几天后,楚涵带路,我找到了她的家。人已经明显的消瘦了,头发散乱,眼窝深陷,眼睛里,没有了昔日的光彩。

“妍儿,你还好吗?我来接你回家”。

我有些羞愧,却尽量显得自己很自然,就好像什么也没发生,只是一个毛脚女婿到娘家,接回门的小媳妇。

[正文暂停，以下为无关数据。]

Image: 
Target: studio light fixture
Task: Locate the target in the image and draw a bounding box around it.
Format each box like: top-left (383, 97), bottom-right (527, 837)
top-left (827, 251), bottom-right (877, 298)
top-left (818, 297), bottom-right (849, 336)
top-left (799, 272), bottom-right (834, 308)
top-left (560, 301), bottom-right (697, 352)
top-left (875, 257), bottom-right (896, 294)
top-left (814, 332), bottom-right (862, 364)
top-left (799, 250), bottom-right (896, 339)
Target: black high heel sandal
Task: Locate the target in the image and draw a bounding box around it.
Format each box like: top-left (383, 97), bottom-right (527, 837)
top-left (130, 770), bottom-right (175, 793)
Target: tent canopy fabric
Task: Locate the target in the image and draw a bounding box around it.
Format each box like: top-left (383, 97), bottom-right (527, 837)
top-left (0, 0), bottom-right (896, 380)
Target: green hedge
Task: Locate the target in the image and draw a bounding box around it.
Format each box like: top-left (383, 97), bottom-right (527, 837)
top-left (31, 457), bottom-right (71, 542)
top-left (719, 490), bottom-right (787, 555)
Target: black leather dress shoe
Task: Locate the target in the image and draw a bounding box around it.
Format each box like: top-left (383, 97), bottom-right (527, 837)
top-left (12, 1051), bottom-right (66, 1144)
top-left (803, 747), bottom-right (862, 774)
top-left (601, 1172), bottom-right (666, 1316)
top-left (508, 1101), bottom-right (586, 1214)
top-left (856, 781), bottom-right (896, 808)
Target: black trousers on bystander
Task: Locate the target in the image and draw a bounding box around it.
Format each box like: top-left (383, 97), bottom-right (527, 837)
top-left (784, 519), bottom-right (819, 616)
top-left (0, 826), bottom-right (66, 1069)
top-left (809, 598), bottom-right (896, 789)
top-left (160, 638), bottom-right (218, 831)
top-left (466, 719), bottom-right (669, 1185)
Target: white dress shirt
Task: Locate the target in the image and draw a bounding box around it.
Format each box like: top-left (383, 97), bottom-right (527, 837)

“你还来干什么啊?你走,你走哇!我再也不想见到你了”!

她突然发作,歇斯底里把我往门外推。

“啊,别这样,我已经知道错了,求求你,给我一个机会吧,咱,回家”。

看到她这样,我心里也不好受,有些爱怜,有些心痛,更多的是愧疚。我想抚摸她的秀发。

“别碰我!我觉得你,好恶心”!

她一把打开了我的手,一巴掌打在我的右脸上。

紧接着,一拳击打在我的小腹上。

武术动作,敏捷而凶猛,一气呵成!

如非洲猎豹。

我没有做出任何的规避,结结实实的,挨了一巴掌和一拳。

她的力度,真的很大啊!我晃了几晃,脸上是如来佛祖戏孙悟空的“五指山”,口里鲜血涌出。

但我强忍着,不想蹲下,更不想抱肚呻唤。

我想自己,正在上演的,这是不是苦肉计啊?

我用疼痛的皱眉,谄媚的看着她,代替心中的愧疚,和两边难以割舍,已经伤了一个的肠断。

“哎呀,妍姐姐,你怎么这么狠心哪?还真打啊”?

王楚涵,从包里掏出餐巾纸,轻柔的为我擦拭嘴角的血。

“大叔,你,疼吗?555,你要疼,就哭吧,好吗”?

哎,湘女啊,貌似我挨打了吧?你哭什么啊?

“啊!你,你怎么不躲啊?军儿,可怜的军儿,你是可以轻易闪开的呀!555”

妍儿似乎心疼了,也拿着手绢,为我抚平伤痕。

神马情况啊?

哥们挨了打,连哭的权利都没有,别人,抢着表演。下一场,是哭砂吗?

风吹来的砂穿过所有的记忆,谁都知道我在想你

风吹来的砂冥冥在哭泣。难道早就预言了分离

《哭砂》背后的故事传说

一个男人,他是个船员,每年要出去跑船,每次出航就是半年一年。

女人跟他说:“你要去哪里?”

男人回答说:“我可能会去欧洲!”

女人又对他说:“去欧洲啊?那你会不会去荷兰?”

男人回答说:“会啊!”

女人便满心欢喜的对男人说:“那荷兰有一些木屐啊,木头刻的鞋子,你可以带一双回来送我吗?”

男人一口就答应了。

一年后船回港靠岸了...

男人才想起一年前的誓言,忘了带回曾经答应的木屐送给女人......

男人心里想:“我的生命是海在决定的,我有可能在某处遭遇到飓风或是海啸,生命就因结束了,而我对女人的承诺就是把我的命交付给她”。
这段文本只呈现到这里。